Pipeline order: body parse → validate → 402 challenge → payment → handler. On paid routes, the paying retry always parses and validates the body before settlement, so a 400 never costs the caller money.

## Throwing errors

Throw `HttpError` from handlers, pricing functions, or validators to reject with a specific status code.

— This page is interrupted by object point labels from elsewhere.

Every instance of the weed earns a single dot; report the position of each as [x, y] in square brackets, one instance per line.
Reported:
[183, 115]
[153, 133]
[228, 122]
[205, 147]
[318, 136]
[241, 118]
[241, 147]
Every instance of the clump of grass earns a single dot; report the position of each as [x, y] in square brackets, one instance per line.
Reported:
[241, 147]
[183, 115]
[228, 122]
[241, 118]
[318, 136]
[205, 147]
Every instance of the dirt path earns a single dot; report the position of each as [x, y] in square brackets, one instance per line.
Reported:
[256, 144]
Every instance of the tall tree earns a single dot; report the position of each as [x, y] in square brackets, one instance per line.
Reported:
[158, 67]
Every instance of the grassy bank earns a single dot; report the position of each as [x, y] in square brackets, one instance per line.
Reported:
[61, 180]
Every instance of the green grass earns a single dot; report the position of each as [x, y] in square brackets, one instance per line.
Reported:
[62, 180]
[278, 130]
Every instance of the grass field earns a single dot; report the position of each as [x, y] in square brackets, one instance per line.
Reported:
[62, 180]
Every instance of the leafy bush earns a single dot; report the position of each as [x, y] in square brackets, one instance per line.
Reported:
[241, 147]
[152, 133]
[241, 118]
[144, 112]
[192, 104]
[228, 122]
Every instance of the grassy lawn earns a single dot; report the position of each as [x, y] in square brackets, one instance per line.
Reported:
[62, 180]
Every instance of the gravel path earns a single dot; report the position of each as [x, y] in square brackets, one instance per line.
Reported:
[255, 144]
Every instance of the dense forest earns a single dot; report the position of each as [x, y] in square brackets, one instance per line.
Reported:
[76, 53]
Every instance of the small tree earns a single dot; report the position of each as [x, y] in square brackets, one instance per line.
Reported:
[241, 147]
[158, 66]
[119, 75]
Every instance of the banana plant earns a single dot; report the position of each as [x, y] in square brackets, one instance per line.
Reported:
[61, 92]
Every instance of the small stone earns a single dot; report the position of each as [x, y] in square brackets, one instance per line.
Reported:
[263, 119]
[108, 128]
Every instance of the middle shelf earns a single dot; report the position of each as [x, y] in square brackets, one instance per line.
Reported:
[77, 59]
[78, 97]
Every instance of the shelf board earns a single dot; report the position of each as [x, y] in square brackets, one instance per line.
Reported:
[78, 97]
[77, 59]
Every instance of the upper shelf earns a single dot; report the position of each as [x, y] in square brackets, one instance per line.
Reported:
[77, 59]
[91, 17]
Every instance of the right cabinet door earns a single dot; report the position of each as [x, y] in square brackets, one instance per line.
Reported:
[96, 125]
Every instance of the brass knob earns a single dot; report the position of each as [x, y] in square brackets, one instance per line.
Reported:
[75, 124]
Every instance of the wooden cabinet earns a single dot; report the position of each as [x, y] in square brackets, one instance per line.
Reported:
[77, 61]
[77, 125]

A plain `Error` with a numeric `status` property works the same way; anything else becomes a 500:

```typescript theme={null}
import { HttpError } from '@agentcash/router';

throw new HttpError('Fortune too long (max 100 chars)', 400);

// equivalent plain-error form
throw Object.assign(new Error('Domain taken'), { status: 409 });
```

In a body-derived pricing function, only `HttpError` instances are rethrown before the 402 challenge (so callers see the rejection without paying); any other throw (including a plain error with a `status` property) falls back to quoting `maxPrice` instead. Use `HttpError` when a pricing function needs to reject. Handlers can also return a `Response` directly for full control over status, headers, and body.